I go through daily routines to wash their paws and wipe down their faces and bodies and I make sure I provide a healthy holistic life to try to keep their immune systems strong and able to fight the carcinogens that so easily drift onto our own grass, onto our own property against our will. There is no way for us to stop this toxic drift other than putting our house in a giant bubble, and so education and awareness is our biggest ally in this battle.

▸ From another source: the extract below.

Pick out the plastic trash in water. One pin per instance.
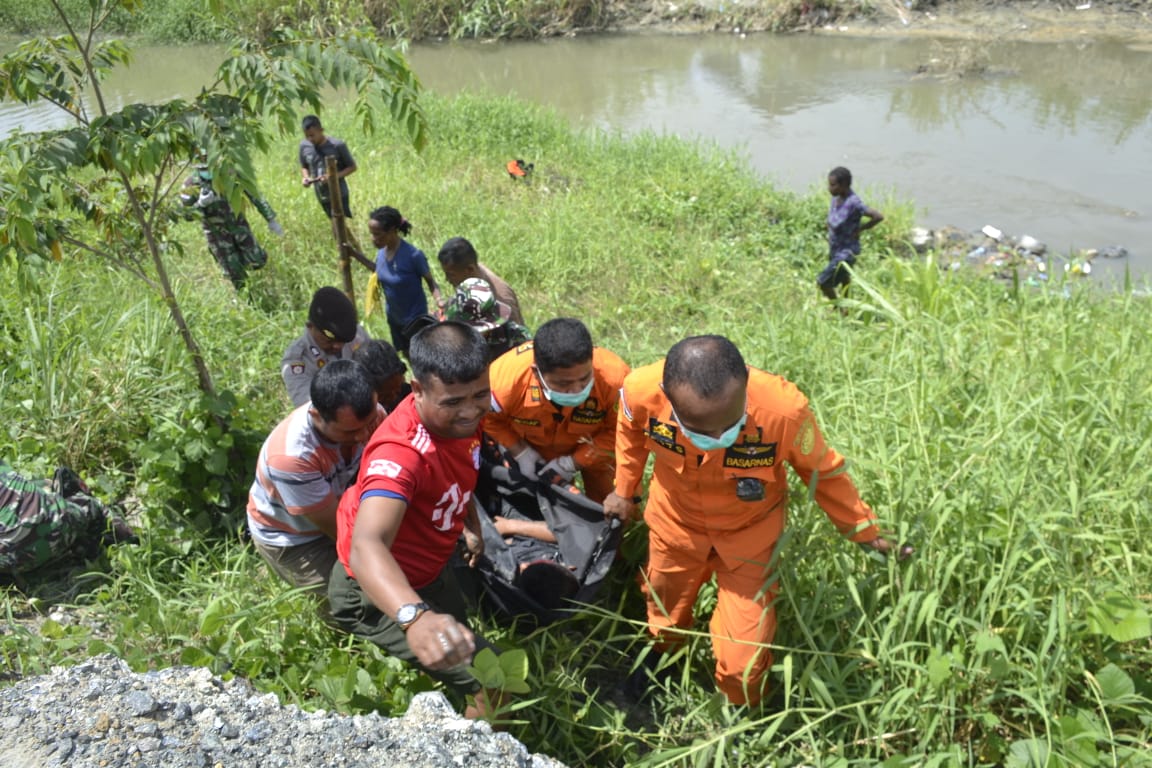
(1111, 252)
(1030, 244)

As we head quickly toward warm weather, please reconsider how much that perfect green lawn means in the grand scheme of life. I implore you to help educate your own friends and neighbors on the benefits of organic lawn care and organic gardening. Push back on your HOA and local park departments that also often use these toxins to ensure that the grass looks healthy.
If not for the dogs themselves, do it for the humans in the house who are walking on the same floors as the dogs, sitting on the same furniture, and petting the fur of the dogs who are out in the world just trying to be dogs but falling victim to the misguided dream of a perfect expanse of green grass. Do it for the children who are playing in the grass, running barefoot and innocently rolling around on a beautiful day. Do it for the bees who need the dandelions that grow when lawns are not treated. What is the point of buying organic at the grocery store, of eating healthy foods and trying to take care of our bodies if we poison our animals, our children and ourselves right in our own back yards?